I get to see Jesus a lot. On Tuesday I got to see Him in a woman named Sparkle.

Sparkle is probably in her 70s, I'm terrible at gaging people's age. She comes into Network often enough that we've developed a friendship, I sat with her for a long time last week and we talked about faith.

It's really incredible to witness truly childlike faith, and I see it the most at Network. I guess there's something about being in a place in life where you honestly have nothing, that you learn to rely entirely on the only One who has ever really loved you. It's a faith that I struggle to access, because I have people and possessions, a home, work, to fill the huge gap loneliness leaves in our souls.

Sparkle has really beautiful faith. She grew up Catholic. She told me on Tuesday she's still trying to work it all out. "I'm really good at giving other people advice, telling them how to trust God. But then I doubt, I don't know how to take my own advice."

Her short, white, frizzy hair was stored under a red felt winter hat that day, grey sweatpants pulled over Ugg-style boots. Her black skin is actually quite smooth for someone who has been on the streets for over 20 years, maybe she isn't in her 70s. I'm so bad at guessing ages.

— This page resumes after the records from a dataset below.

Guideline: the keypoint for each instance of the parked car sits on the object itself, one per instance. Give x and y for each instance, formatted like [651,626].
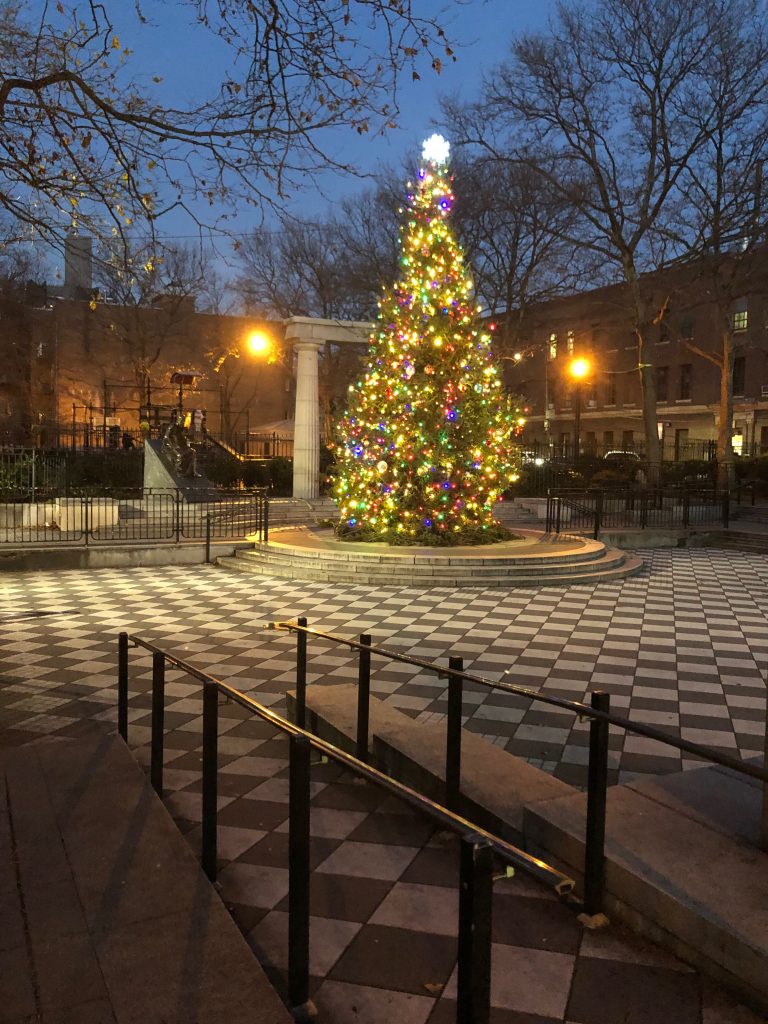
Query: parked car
[623,458]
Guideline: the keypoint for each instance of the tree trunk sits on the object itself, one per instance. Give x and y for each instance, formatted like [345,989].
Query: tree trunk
[725,448]
[647,376]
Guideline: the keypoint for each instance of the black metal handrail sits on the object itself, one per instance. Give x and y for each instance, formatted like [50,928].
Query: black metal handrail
[636,508]
[598,713]
[477,844]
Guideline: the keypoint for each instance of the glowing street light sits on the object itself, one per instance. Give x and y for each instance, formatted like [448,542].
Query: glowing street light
[258,343]
[579,370]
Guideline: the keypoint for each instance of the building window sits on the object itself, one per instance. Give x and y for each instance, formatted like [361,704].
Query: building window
[739,375]
[739,315]
[663,383]
[686,376]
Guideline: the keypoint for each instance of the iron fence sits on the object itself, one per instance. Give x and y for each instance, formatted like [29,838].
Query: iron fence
[476,867]
[128,517]
[634,508]
[478,846]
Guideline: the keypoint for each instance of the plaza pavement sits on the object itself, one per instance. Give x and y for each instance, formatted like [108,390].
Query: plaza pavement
[682,645]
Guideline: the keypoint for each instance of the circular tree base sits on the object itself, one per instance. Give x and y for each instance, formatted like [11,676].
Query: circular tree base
[532,559]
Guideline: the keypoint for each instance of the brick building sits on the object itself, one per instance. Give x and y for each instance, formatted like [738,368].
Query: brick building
[69,363]
[598,325]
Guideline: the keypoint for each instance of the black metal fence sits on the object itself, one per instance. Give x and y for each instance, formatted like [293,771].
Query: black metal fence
[698,450]
[478,847]
[477,844]
[128,517]
[634,508]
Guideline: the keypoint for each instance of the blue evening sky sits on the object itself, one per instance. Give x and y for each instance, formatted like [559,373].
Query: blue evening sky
[483,28]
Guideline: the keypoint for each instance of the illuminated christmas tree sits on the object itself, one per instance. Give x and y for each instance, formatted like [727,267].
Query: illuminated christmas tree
[424,450]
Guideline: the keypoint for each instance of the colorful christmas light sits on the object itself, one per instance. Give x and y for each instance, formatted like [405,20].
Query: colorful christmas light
[424,445]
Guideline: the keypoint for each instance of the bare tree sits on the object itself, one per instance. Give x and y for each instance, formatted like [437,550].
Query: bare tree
[518,238]
[86,140]
[607,109]
[145,298]
[721,230]
[333,269]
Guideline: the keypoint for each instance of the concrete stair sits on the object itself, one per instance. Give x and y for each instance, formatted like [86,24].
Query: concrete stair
[682,866]
[544,563]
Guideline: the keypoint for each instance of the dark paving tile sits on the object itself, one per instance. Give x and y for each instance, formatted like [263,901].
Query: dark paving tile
[605,991]
[271,851]
[262,814]
[397,829]
[350,797]
[538,924]
[16,995]
[95,1012]
[246,916]
[392,957]
[444,1013]
[343,898]
[229,784]
[434,866]
[253,728]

Sparkle sat over in a chair at a square table near the window. She was talking on the phone loudly and excitedly, drawing my attention away from washing mugs.

"I've got my housing! I've got my housing!"

On various waiting lists for months, years, in and out of temporary places to stay, Sparkle was learning she could finally be inside. Just last week we were talking about how hard it is for someone of her age to live on the streets.

She came over to the counter and I leaned over it to talk with her. We talked about how hard it was to be a woman on the streets. A black woman on the streets. A black, elderly, disabled woman on the streets. "I'm tough though," she told me, explaining that she can hold her own.

As we talked, tears squeezed out of her eyes, sliding slowly down her cheeks. "I'm crying because I'm happy! I just can't believe it. I hope nothing goes wrong..."

So afraid something would go wrong. We talked about her fear. I held out my hands to her, held hers in mine. I reminded her of my favorite Bible verse, that "there is no fear in love, but perfect love casts out fear."

It's really hard for folks to get off the streets, for a hundred reasons. Not only is it simply difficult to get the proper documentation to get permanent housing, but many folks self-sabotage. There is so much fear of ending up back on the streets, it paralyzes people from actually progressing forward. See, the streets harden a person. You have to be tough, you endure endless abuse - physically, mentally, and spiritually. One homeless friend told me about the bruises his soul receives from people's hateful actions and words towards him, the "homeless drunk bum." (This friend happens to be taking college courses, studies all the time, does not abuse any substances, and we attend the same church). To get off the streets you have to let go of some of that hardness, but in doing so, you lose the protective armor that saved your life. So what if the housing falls through, but now you are defenseless?

This fear, this self-sabotaging, this being one's own worst's not something only homeless folks do. It's simply more visible in their lives, in the addictions they can't let go of because those addictions are saving them from something deeper and far too painful and vulnerable to address.

But we are all addicts, we are all lonely, we are all searching for belonging and unconditional love. We are all filling those voids with everything possible. We get promotions that mean we are now worthwhile humans, we wither away when our job isn't good enough. It killed me to work at Starbucks as a college graduate who was supposed to be "doing great things," until I learned that working there and building relationships with my co-workers and customers was a great thing. We stop up the loneliness with friendships, family, significant others. Or pretend we don't give a sh** and are wonderfully fulfilled being on our own. Independence is a mask. Our titles are facades.

And we sabotage ourselves. The fear of being alone causes us to destroy relationships because we are so afraid they'll leave anyways. Afraid we won't succeed in our work, we do a bad job and do ultimately end up failing.

It all come down to fear. Such deep, penetrating fear that if we were to access it we believe it would tear us apart. Fear of losing everything, everyone, and being completely and utterly worthless and alone.

But this fear comes from a wrong identity. It comes from a view of ourselves that says our worth and value come from what we possess and what we can give. That no one could ever love us apart from what they can get from us (this, at least, is the lie I must battle).

But then, there is no fear in love. In fact, perfect love has the power to remove all fear because it is not love based upon merit or earnings. It is love that deems ALL as worthy, all as worth loving, and that to all this great, deep, unfathomable love has been given.

I was so grateful to see Jesus in Sparkle on Tuesday. To talk to her about this perfect love, because I knew I was really preaching this message of deep worth and love to myself, because I too am very afraid.